Quite often when I am doing some online marketing I receive reports in PDF format containing links and I need to somehow extract the links from the pdf in order to submit those links to various indexing services.
I used to pay an outsourcer $10 each time, but now I do it myself and it takes less than 60 seconds.
Here is an example of a PDF I will receive which contains links to all my press releases and as you can see they are not really in any friendly copyable format.
Here are the steps I use to extract a list of all the links in the PDF using free online tools.
STEP 1: Convert the PDF to HTML
a. Go to: http://www.pdfonline.com/pdf-to-word-converter/
b. Upload your PDF file (the conversion process will start automatically)
c. After file is converted click the “download” button in the header.
d. Select the option “Download HTML file” and save to your computer.
STEP 2: Extract URLS from HTML file
a. Go to: http://eel.surf7.net.my/
b. Find the html file you downloaded to your computer in step 1.
c. Open the html file in your web browser.
d. Select “view source” so you can copy and paste the source code.
e. Copy all the source code and paste it into the form at surf7
f.
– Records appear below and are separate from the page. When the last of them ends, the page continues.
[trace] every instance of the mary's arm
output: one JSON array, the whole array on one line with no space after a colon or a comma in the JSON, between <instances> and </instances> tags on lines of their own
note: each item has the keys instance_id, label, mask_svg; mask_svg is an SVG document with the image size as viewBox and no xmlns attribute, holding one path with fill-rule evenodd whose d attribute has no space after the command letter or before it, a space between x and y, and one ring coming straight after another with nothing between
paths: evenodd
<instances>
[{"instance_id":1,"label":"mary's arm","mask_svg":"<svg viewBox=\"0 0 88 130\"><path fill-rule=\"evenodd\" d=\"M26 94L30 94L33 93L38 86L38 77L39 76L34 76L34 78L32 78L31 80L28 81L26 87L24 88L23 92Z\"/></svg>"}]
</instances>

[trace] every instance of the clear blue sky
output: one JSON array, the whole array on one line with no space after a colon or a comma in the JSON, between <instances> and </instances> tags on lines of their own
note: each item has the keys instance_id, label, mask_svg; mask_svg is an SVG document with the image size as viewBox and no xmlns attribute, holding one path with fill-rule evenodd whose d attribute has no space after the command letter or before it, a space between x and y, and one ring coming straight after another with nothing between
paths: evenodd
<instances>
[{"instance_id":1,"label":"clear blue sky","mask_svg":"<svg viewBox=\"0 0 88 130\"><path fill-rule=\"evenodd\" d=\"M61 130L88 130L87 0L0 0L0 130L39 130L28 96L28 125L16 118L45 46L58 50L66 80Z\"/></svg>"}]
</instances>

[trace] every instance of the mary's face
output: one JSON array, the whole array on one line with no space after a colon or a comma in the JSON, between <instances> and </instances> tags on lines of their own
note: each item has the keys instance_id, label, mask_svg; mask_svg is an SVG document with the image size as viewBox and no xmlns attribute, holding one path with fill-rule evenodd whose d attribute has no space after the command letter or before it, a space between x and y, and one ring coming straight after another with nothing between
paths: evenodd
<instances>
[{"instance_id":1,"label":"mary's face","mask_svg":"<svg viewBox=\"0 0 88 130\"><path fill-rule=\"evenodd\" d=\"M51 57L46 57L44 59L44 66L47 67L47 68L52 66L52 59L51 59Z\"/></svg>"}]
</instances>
Follow the steps 1-5 below.
Here is a screenshot of the form on surf7 where you paste your code.
1. Paste your html code here
2. Select “New Line” so that each url is placed on a new line
3. Select URL as the type of address to extract
4. Click Extract button
5. All the url’s from the html file will be outputted here.
You can then take that list of url’s and do with them what you wish.